By Brian P. Dunleavy
Making prescription eyewear that effectively meets the vision needs of clients involves a mixture of art and science. The issue of refractive power tolerance is definitely part of the science. And, like most such issues, there are multiple schools of thought with regard to tolerances, creating some confusion for optical staff and laboratories across Canada.
“Tolerance charts vary, depending on the store,” notes Madelaine Petrin, R.O., B.Sc., professor of opticianry at Seneca College in Toronto. “But for labs, it would be convenient if we all agreed to use one set.”
Indeed, opticians and optometrists use tolerance standards to assess the quality of prescription lenses delivered by their labs. If the axis, cylinder and sphere powers on the lenses are within tolerance – or the “wiggle room” lens processors have in grinding powers before the visual acuity of the lens is adversely affected – then they are distributed to the patient; if not, they are sent back to the labs as “redos ” at the labs’ expense. At present, because Canada does not have a national tolerance standard, optical professionals have developed their own standards, with most based on the specifications established by the U.S. American National Standards Institute’s (ANSI) Z80 standard. But, as some lab executives point out, if all optical shops and optometry practices use different tolerance standards – “Most [charts] tend to be more stringent than ANSI, not less,” Petrin says – then labs have to constantly refine their own standards to keep costly “redos” to a minimum.

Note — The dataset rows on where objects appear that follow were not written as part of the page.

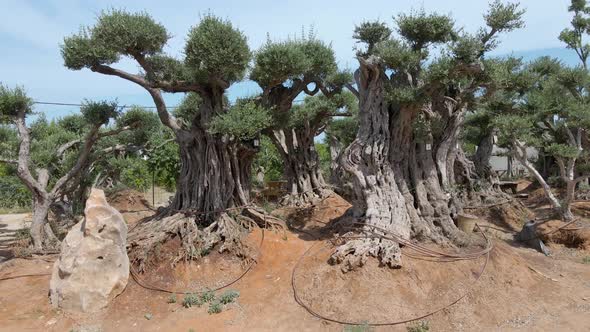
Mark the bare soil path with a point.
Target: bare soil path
(521, 290)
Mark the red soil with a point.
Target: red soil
(520, 289)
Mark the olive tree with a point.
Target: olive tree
(406, 159)
(37, 175)
(285, 70)
(553, 116)
(214, 165)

For example, some eyecare professionals use the ANSI standard for sphere tolerance (for example (+/- 0.13D), while others insist on tolerances within ranges more stringent than ANSI (say, +/- 0.06D). In and of itself, this is fine; however, problems arise when optical shops or optometry practices adopt more stringent standards without telling their labs. Of course, ideally there would be zero prism errors in all lenses processed, but this is not only unrealistic, it’s arguably impossible as individual focimeters read lenses differently.

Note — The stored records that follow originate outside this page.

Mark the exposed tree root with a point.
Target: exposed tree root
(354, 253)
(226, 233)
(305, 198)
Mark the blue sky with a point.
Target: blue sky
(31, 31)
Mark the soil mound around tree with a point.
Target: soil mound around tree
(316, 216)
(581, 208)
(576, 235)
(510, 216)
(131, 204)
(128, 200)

Interestingly, rather than reinventing the wheel and developing a “Canadian standard”, some professional groups, including the National Association of Canadian Optician Regulators (NACOR), have either formally or informally endorsed the use of the ANSI Z80 guidelines; however, the industry as a whole has yet to adopt them universally. It has taken some time for that to happen in the U.S. as well. Though the Z80 standard was originally developed in the 1950s (it has been revised several times since, most recently in 2010), industry observers south of the border say that it was largely ignored until the 1990s, when Lenscrafters developed its own, more stringent guidelines based on it. Only then did lens manufacturers wanting to do business with the powerful chain begin adhering to the standard; independent opticians and optometrists in the U.S. who work with wholesale labs have since benefitted as well because they, too, receive higher-quality eyewear as a result.
John Young, founder and CEO of COLTS Laboratories, an eyewear product testing facility in the U.S., notes that years ago he and his staff often found lenses that didn’t meet ANSI tolerance standards in their testing work; now, that’s changed. “We used to mark them with red print on our audit sheets,” he explains. “But in the past three years, we’ve had very little red print.”
Young believes Canada will eventually reach this point as well, if the industry here continues to use the ANSI guidelines. Eyecare labs must also work closely with their lens-processing labs to develop specifications (either ANSI or more stringent guidelines based on ANSI) that work for their respective businesses.
Petrin agrees. “I make sure my students know the ANSI standards by rote,” she says, “but I also explain what patients might be able to tolerate. Yes, they’ll have to reject some orders [from labs] but they also need to know when not to reject them.”
And that’s music to the ears of lab executives across the country.